Многие скажут, что ворошить прошлое — очень плохая идея, ведь вся боль и обида за последние десять лет вернуться с удвоенной силой и с осознанием потери того, что было тебе так дорого. Я часто задумываюсь, всегда ли воспоминания и есть боль? То есть, у вас же определенно есть светлые, яркие воспоминания и вы ими дорожите, но если вспомнить грустное, то вам сразу больно. А если ценить именно то, что греет нашу душу и отсеивать то, что доставляет боль? Я думаю, что так мир станет светлее и ярче. Наши души станут светлее и ярче.
***
Проснувшись утром и приведя себя в порядок, я спустилась вниз проверить, спит ли еще Брэд. Погода за окном была достаточно теплой, поэтому мне захотелось позавтракать в патио, которое находится рядом с садом. Приготовив кофе, я вышла и застала следующую картину: Брэд без футболки копается в земле. Сначала мне показалось, что я сплю, но потом услышала, как он меня окликнул:
— Кларисса! Ты что, призрака увидела? — съязвил он.
— Ха-ха, очень остроумно, — сказала я и прошла мимо него. Села за стол и стала наблюдать за небом. Облака и птицы так спокойно плыли, не торопясь и не боясь, что их могут уничтожить. Я закрыла глаза и вдохнула полной грудью этот свежайший воздух спокойствия и умиротворенности. Расслабившись, я повернулась в сторону Брэда и спросила:
— А все ли знают, что мужественный полицейский занимается посадкой растений?
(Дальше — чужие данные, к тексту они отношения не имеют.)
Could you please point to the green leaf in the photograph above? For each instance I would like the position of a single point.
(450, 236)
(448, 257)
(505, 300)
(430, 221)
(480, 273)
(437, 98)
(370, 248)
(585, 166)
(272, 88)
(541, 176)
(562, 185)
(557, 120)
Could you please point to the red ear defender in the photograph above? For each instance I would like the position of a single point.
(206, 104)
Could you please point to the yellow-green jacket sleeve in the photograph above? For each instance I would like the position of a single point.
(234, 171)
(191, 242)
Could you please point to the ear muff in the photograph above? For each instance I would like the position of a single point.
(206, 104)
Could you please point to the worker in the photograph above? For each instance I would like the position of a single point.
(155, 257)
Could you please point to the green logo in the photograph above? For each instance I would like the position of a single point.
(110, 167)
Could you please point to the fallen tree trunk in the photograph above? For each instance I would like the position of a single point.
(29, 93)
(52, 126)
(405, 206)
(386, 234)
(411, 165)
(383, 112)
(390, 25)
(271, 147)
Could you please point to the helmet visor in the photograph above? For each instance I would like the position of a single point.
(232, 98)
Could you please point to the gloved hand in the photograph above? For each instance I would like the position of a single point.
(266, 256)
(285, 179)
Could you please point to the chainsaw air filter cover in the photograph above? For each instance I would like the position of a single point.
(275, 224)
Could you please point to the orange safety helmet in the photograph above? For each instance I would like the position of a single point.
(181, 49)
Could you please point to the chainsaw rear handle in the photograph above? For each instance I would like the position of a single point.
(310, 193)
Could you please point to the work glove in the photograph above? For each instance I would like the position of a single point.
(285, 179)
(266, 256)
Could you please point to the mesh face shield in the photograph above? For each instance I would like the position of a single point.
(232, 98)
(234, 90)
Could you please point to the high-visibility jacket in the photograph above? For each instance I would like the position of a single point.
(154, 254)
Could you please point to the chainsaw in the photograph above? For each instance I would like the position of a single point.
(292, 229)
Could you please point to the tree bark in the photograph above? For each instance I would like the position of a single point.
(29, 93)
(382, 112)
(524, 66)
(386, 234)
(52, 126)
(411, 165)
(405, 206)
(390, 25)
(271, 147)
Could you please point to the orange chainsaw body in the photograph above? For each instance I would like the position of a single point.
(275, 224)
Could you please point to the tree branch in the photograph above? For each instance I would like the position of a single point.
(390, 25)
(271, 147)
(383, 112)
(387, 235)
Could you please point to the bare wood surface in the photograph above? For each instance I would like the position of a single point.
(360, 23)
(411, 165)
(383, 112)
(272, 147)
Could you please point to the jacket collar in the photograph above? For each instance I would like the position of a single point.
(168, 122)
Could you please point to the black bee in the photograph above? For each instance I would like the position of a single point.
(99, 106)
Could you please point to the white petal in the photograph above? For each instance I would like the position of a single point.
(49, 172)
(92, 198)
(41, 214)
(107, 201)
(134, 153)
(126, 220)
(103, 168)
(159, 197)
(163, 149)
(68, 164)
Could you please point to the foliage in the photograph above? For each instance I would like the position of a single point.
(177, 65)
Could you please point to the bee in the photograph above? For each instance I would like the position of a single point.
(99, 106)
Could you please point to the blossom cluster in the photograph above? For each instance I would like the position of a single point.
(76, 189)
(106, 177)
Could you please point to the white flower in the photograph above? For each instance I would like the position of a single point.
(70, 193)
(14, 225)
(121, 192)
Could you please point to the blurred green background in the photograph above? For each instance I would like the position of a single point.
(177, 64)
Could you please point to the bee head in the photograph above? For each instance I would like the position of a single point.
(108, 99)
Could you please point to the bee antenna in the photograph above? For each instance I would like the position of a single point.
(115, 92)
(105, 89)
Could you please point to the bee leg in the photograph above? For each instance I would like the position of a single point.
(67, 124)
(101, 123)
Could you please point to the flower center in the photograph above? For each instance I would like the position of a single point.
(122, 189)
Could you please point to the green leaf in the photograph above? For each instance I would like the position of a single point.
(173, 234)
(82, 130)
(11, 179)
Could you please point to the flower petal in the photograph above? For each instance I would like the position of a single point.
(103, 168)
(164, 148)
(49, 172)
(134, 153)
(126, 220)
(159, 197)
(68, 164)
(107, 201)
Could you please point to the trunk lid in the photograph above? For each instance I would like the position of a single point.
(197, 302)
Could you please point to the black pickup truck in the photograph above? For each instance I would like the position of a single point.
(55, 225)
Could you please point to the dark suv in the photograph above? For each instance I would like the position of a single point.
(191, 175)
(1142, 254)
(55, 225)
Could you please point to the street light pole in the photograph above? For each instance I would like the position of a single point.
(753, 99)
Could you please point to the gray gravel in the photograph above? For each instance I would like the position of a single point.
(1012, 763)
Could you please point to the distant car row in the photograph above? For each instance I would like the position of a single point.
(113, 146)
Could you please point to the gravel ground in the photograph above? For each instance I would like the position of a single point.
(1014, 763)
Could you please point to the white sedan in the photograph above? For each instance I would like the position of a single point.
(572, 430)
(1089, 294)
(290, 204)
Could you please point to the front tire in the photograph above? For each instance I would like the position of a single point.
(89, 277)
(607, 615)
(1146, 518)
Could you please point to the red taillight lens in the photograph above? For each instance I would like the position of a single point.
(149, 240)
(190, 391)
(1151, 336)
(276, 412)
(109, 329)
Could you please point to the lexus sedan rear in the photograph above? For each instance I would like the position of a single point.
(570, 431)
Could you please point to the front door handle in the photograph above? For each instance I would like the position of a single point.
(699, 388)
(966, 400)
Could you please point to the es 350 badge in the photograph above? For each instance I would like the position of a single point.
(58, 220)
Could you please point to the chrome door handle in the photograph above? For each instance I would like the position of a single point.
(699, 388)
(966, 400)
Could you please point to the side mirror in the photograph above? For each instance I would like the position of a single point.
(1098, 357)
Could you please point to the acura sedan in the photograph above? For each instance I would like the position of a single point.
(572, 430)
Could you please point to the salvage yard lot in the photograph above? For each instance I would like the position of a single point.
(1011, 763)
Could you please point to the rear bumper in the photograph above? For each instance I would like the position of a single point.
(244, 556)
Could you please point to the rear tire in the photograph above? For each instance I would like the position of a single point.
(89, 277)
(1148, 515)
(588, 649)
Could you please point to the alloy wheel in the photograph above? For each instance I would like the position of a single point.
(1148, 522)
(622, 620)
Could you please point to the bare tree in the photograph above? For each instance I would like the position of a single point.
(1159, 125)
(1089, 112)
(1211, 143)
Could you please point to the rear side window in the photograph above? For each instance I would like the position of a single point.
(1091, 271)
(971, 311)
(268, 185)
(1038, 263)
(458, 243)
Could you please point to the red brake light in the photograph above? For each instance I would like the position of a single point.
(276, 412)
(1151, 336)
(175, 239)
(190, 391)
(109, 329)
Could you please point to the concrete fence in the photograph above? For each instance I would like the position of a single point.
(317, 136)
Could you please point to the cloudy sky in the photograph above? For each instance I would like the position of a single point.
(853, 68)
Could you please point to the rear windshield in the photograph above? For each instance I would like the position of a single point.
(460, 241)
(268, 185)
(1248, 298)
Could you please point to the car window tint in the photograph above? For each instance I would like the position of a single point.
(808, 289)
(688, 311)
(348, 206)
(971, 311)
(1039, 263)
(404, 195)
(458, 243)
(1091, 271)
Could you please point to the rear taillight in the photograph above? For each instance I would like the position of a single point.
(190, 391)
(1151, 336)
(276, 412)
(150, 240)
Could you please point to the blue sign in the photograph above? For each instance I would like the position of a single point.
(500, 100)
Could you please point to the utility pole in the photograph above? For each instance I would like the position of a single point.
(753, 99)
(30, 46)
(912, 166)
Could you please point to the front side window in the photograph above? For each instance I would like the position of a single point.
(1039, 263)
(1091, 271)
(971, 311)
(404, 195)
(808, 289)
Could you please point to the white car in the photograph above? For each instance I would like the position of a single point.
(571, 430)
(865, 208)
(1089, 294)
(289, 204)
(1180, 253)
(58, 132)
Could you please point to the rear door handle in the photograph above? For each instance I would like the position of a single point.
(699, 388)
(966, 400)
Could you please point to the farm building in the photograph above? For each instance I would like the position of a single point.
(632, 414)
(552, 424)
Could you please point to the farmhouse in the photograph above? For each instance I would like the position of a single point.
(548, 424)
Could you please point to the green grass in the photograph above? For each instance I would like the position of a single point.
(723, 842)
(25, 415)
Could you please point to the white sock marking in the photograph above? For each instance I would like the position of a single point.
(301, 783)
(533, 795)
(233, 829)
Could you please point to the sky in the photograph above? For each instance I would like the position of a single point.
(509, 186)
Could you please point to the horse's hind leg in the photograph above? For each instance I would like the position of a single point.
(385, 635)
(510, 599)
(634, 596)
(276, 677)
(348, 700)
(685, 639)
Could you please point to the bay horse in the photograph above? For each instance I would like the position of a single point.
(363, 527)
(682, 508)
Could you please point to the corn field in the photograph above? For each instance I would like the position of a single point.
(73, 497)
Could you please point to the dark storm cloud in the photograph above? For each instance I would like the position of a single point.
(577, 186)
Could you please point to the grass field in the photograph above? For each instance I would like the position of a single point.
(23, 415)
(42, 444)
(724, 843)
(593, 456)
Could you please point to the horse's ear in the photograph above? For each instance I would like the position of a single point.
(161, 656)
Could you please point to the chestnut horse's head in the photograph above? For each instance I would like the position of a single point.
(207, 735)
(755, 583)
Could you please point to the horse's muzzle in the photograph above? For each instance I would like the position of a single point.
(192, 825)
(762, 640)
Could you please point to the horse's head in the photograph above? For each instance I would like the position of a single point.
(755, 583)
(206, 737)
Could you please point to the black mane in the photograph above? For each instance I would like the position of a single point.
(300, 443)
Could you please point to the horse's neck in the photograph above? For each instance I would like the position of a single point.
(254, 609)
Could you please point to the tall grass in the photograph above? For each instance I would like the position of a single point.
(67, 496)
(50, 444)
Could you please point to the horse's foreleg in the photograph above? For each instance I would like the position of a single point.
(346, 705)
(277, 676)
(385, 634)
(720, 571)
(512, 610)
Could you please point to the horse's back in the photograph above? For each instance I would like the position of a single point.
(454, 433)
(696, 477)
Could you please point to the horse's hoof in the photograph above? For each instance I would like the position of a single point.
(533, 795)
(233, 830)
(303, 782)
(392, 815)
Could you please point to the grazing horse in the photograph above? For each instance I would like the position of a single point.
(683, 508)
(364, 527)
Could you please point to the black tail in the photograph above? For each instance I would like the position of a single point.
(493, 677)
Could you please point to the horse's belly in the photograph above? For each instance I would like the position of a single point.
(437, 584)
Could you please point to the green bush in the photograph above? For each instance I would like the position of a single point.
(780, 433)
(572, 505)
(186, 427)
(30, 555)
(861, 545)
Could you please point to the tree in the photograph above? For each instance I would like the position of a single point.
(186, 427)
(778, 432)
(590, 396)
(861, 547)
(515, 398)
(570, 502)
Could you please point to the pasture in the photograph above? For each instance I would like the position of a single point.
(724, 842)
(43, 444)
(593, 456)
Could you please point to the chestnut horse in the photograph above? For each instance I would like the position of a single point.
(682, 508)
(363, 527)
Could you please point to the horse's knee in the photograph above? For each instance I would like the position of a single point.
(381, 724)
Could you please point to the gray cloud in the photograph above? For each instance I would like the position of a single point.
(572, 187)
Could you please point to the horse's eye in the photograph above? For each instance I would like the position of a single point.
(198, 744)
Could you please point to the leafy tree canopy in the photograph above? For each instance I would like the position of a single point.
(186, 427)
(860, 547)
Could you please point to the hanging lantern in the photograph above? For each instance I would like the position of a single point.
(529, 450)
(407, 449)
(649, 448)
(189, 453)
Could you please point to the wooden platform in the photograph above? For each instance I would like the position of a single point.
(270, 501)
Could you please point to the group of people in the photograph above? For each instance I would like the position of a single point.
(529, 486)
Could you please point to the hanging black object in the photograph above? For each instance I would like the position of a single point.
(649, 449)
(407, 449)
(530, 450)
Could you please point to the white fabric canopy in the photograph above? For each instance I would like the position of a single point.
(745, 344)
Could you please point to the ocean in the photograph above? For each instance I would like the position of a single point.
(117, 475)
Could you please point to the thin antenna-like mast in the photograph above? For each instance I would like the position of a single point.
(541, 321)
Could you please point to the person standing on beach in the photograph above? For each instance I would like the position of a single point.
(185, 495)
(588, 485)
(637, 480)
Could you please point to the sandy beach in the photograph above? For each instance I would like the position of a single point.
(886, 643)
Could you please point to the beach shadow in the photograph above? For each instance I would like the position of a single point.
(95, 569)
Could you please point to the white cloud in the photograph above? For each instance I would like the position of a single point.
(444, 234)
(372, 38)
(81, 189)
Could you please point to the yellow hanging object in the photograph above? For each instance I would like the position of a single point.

— А тебе-то какая разница? Ты все равно никогда не умела пересаживать и сажать растения. Сколько бы мы не учились, я все равно был лучше тебя в этом, — сказал он, уходя в воспоминания.
— А ты, я смотрю, не стесняешься.
— А чего, собственно, стесняться? Мне нравится это дело. Оно успокаивает. Дарит спокойствие, — сказал он.
— Значит ты часто не спокоен и напряжен?
Прежде, чем ответить, он немного задумался, перестав копаться в земле:
— Получается, что так.
— Это из-за работы? Или ты еще что-то держишь в себе? Из-за этого ты пьешь?
Он резко поднялся и посмотрел прямо на меня.
— Слишком много вопросов, тебе не кажется? Я, по-моему, не говорил, что ты здесь в качестве гостьи. Тут ты, скорее, как нежеланный гость при вынужденных обстоятельствах.
Черт, да как мне справляться с его гневом? Как только он говорит что-то обидное, сразу хочется сбежать и спрятаться.
— Я понимаю, что ты не в восторге от этого. Поверь, я тоже,— соврала я. — Но у меня просто нет другого выхода. Как бы это глупо ни звучало, но ты, в какой-то степени, являешься ключом к моему выживанию, — сказала я и задумалась, надеясь, что он хоть что-то почувствует после этих слов. Спустя, наверное, самую долгую минут в моей жизни, он заговорил:
— Помнишь загородный домик? Тот, в котором родители часто устраивали пикники?
— Да, очень хорошо помню, — сказала я с грустной улыбкой на лице.
— Поехали туда, — с неожиданным энтузиазмом предложил он. — Поехали, как в старые добрые времена. Поехали, как семья. Будто ничего и не было.
Ох. Черт. Не этого я ожидала услышать. Я конечно хочу поехать, но очень боюсь! Вдруг он захочет загнать меня в угол? А я этого не могу допустить. Я должна загнать его в угол, рассказав правду.
— Я-я...., — начала я.
— А, хотя, знаешь, это была глупая идея. Если не хочешь, то ладно, — перебил он, с легкостью нацепив свою любимую маску безразличия, и направился в дом.
Этот человек мне и слова вставить не дает!
Резко поднявшись, я побежала за Брэдом, нагнав его уже на втором этаже около его комнаты.
— Да постой же, эгоистичная ты задница!
Он так быстро повернулся, что я, не предвидев этого, влетела в него. Благо, он успел меня схватить. Когда я пришла в чувство, он спросил меня:
— Как ты только что меня назвала?
— Эээээ, эгоистичная задница? — ответила я неуверенно. И дальше случилось невообразимое. Он раскрыл широко глаза и засмеялся. Это был не искусственный смех, а самый настоящий! Тот, что идет из самого сердца. От подобного смеха тепло. В его глазах пляшут задорные искорки и он все так же смеется надо мной.
— Да прекрати же ты! — прокричала я и он замолчал. Глаза больше не светятся. Он больше не смеется. Он снова холоден.